Another area of interest is liquefied natural gas, for which Germany is hurriedly building new terminals so that the fuel can be imported by sea instead of by Russian pipeline.
However, Canada's LNG export industry is in its infancy and there is no expectation in Berlin that supplies will start to arrive in Germany in the next year or two.
That means Mr Scholz is unlikely to come back with short-term energy supplies to help tie Germany over for what is set to be a difficult winter.
Years of reliance on Russian oil and gas left Germany caught cold when the invasion of Ukraine brought some of Europe's key energy pipelines to a standstill.
Ministers in Berlin are banking on energy savings — with all 27 EU countries expected to pitch in by cutting gas consumption by 15 per cent — to get the German economy through winter, along with existing energy reserves and coal plants called out of retirement to produce electricity.

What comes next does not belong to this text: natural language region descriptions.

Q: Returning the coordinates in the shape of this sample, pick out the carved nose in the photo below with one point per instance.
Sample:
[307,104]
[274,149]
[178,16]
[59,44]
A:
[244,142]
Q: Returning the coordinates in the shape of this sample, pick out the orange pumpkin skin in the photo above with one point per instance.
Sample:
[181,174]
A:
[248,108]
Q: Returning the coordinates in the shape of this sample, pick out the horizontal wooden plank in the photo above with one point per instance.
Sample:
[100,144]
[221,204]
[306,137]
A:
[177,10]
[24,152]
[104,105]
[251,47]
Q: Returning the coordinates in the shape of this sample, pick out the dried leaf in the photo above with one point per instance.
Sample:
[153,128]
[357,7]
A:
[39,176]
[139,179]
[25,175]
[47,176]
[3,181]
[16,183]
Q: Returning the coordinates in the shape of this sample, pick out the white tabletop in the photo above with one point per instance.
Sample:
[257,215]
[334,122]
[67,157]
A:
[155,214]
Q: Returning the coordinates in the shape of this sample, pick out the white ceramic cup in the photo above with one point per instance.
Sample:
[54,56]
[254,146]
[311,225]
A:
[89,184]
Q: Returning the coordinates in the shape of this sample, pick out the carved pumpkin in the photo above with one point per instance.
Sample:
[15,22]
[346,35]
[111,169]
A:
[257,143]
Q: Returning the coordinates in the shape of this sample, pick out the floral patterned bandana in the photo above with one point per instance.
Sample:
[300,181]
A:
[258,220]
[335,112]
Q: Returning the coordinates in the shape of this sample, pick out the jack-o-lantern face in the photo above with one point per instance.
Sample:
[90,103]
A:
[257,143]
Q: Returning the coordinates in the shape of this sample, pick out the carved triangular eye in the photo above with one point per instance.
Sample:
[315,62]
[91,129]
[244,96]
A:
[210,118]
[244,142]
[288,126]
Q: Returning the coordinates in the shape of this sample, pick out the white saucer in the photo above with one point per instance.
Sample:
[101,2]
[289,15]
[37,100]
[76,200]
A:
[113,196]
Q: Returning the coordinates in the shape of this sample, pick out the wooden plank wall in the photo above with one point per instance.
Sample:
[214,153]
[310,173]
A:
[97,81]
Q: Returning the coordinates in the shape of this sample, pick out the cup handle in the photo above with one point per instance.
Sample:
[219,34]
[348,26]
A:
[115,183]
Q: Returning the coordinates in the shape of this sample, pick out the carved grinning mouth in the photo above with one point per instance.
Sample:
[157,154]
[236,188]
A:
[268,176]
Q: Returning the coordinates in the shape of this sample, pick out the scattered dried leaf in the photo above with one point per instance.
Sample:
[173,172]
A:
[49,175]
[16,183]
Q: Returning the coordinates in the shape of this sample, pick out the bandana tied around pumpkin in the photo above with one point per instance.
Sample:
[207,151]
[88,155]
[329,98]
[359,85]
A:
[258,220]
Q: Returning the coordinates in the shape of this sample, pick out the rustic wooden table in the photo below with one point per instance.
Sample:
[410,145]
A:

But the longer-term aim is to find alternative suppliers, with Mr Habeck making stops in the Gulf in March and the EU signing deals with other gas-rich countries, such as the US and Azerbaijan.
Hydrogen is seen as an opportunity because it is carbon-free and could one day be shipped to the same LNG terminals currently being assembled in Germany.
The accord is expected to focus on green hydrogen, as it is known when produced from renewable sources such as wind, rather than so-called blue hydrogen derived from natural gas.
“Canada is a key country for the energy transition and the transformation of our economy and that of the whole world,” Mr Habeck said.
“We already work closely together in many fields but want to deepen our co-operation, economically as well as technologically.”
For Canada's part, Mr Trudeau hopes to encourage German investment in energy and other sectors, such as artificial intelligence.
Canada has its own reasons to generate more wind power as it aims to slash cut oil and gas emissions by more than 40 per cent this decade.
“I look forward to showing Chancellor Scholz what Canada has to offer, while we further strengthen our relationship, create jobs, and help grow the middle class in both countries,” Mr Trudeau said.
Mr Trudeau will accompany Mr Scholz on all three days of his trip, which will begin in Montreal on Monday with visits to an AI institute and talks between departmental ministers.
Mr Scholz will address a German-Canadian chamber of commerce in Toronto and discuss topics including energy security, raw materials and automation, an official said.
The hydrogen pact is set to be signed in Stephenville, a small town in Newfoundland where they will see some of the projects under way on the Atlantic coasts.
Another topic on the agenda is an EU-Canada trade deal known as the Comprehensive Economic and Trade Agreement, which has been partly in force since 2017 but is still awaiting full ratification.
Germany plans to put the agreement before MPs for approval in the autumn.